A Paris, la visite du président français à Alger, qui sera accompagné par près d’une soixantaine de journalistes représentant l’ensemble de la presse française, a été qualifiée lundi « d’importante » par l’Elysée. Pour la présidence française, le séjour de Macron à Alger constituera une nouvelle halte dans les relations entre Alger et Paris « appelées à se développer davantage ». Elle intervient, d’une part, dans le sillage de la signature de plusieurs accords de coopération économique entre les deux pays à l’occasion de la tenue à Alger au mois de novembre dernier de la 4ème session du COMEFA et, d’autre part, à la veille de la réunion du Comité intergouvernemental de haut niveau (CIHN) prévu demain jeudi à Paris, sous la co-présidence des Premiers ministres des deux pays.

« La présente session du COMEFA constitue une étape importante pour la préparation du CIHN (…) et la prochaine visite qu’effectuera en Algérie le président français Emmanuel Macron », avait souligné au mois de novembre dernier le ministre des Affaires étrangères, Abdelkader Messahel à l’ouverture des travaux du COMEFA.

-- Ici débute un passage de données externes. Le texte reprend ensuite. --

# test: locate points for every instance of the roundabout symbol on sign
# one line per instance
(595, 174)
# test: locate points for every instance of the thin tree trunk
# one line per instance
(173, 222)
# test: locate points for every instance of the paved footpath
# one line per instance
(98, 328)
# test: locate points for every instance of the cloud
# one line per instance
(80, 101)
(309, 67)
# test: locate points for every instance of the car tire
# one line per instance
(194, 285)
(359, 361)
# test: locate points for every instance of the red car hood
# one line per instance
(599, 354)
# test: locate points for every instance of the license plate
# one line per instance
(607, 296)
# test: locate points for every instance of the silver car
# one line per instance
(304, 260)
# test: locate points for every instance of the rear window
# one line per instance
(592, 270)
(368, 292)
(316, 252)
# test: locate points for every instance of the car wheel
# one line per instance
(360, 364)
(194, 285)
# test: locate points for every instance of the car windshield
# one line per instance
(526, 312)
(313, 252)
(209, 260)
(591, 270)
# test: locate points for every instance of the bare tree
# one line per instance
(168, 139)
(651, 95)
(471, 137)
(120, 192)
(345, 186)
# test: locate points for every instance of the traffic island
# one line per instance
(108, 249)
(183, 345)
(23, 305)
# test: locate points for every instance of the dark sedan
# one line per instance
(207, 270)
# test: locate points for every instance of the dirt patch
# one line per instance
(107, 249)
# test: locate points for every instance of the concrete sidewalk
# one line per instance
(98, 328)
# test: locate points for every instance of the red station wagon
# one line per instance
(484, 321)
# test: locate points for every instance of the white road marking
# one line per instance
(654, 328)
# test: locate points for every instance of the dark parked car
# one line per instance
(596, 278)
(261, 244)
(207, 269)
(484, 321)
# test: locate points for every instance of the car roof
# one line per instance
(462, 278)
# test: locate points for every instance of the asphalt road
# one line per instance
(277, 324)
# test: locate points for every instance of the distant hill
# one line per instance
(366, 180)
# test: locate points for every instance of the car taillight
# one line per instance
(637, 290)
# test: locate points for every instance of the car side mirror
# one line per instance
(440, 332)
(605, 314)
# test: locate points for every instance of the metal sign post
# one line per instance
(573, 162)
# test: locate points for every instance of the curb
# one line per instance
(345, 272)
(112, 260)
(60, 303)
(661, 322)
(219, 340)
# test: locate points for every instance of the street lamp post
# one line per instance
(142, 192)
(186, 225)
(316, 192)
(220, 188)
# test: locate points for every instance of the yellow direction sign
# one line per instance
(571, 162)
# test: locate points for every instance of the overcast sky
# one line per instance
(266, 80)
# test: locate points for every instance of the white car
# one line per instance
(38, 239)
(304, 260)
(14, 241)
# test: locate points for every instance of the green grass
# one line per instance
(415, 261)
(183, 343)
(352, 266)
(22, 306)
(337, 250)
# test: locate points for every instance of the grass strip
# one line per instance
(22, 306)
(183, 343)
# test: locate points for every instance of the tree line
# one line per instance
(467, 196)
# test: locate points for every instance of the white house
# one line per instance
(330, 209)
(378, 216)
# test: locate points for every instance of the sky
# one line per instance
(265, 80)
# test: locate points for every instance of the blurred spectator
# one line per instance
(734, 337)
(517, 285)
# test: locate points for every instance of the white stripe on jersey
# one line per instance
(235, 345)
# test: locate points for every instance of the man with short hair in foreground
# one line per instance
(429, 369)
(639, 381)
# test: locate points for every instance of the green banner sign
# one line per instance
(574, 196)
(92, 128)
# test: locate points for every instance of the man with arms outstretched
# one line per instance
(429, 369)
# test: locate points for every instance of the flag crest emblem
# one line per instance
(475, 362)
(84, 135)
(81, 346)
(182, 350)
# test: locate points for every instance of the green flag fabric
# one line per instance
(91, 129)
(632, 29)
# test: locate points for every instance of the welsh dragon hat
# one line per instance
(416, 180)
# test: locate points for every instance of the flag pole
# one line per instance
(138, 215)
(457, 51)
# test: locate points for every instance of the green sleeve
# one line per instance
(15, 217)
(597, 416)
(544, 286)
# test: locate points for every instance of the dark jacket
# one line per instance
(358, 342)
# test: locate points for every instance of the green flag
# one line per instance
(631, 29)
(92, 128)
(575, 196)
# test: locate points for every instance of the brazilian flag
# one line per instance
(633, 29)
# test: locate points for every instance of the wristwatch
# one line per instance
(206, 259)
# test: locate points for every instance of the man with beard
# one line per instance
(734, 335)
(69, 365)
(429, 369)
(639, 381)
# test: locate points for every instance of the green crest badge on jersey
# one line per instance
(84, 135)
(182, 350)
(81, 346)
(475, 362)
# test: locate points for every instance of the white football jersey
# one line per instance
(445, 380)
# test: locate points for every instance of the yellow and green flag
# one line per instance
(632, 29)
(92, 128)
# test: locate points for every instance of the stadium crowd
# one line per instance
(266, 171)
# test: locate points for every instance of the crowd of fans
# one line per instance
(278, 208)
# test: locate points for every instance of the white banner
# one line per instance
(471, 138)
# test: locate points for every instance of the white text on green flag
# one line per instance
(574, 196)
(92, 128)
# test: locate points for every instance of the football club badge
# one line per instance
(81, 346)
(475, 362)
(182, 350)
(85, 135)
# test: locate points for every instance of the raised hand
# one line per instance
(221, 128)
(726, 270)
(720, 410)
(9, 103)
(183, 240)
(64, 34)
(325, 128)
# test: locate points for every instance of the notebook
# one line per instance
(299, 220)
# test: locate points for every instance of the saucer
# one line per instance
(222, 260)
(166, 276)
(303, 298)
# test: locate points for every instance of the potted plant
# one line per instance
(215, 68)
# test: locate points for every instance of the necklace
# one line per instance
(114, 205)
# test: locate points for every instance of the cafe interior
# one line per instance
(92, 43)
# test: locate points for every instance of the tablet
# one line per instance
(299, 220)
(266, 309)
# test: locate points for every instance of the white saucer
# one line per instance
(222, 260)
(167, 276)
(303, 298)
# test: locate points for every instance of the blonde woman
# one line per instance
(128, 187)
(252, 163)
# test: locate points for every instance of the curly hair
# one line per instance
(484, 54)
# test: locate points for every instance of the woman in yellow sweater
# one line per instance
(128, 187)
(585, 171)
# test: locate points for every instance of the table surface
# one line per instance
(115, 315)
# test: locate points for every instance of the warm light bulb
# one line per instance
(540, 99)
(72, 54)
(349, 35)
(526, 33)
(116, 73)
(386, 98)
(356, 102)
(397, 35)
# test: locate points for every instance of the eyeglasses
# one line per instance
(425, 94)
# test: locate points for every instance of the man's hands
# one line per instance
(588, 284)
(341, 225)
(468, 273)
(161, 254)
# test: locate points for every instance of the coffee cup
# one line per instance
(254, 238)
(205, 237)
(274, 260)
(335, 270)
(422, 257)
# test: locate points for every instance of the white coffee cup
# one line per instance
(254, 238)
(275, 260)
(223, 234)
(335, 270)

Relevant, à cette occasion, que « la présente session se tient à un moment où les relations d’ensemble et la coopération économique entre l’Algérie et la France sont substantiellement développées et étoffées », assises sur un socle solide d’intérêt mutuel et orientées vers un avenir appelé à donner lieu à une coopération encore étroite entre les deux pays, M. Messahel a souligné le « caractère stratégique » de cette coopération, avec l’ambition commune de parvenir, à terme, à l’édification d’une relation d’exception entre les deux pays.

M. Messahel a rappelé, dans ce sens, l’attachement du président de la République, Abdelaziz Bouteflika et son homologue français, Emmanuel Macron, pour la promotion de relations fortes entre les deux pays et les deux peuples dans toute leur dimension, notamment humaine et mémorielle. Il a souligné, à cet égard, la décision des deux pays, il y a cinq ans, de mettre sur pied le COMEFA, appelé à être « un forum d’évaluation, d’impulsion et d’orientation des relations économiques bilatérales » par le biais de la création de partenariats et de joint-ventures générateurs d’investissements et susceptibles de contribuer efficacement à l’élargissement des bases du tissu industriel en Algérie.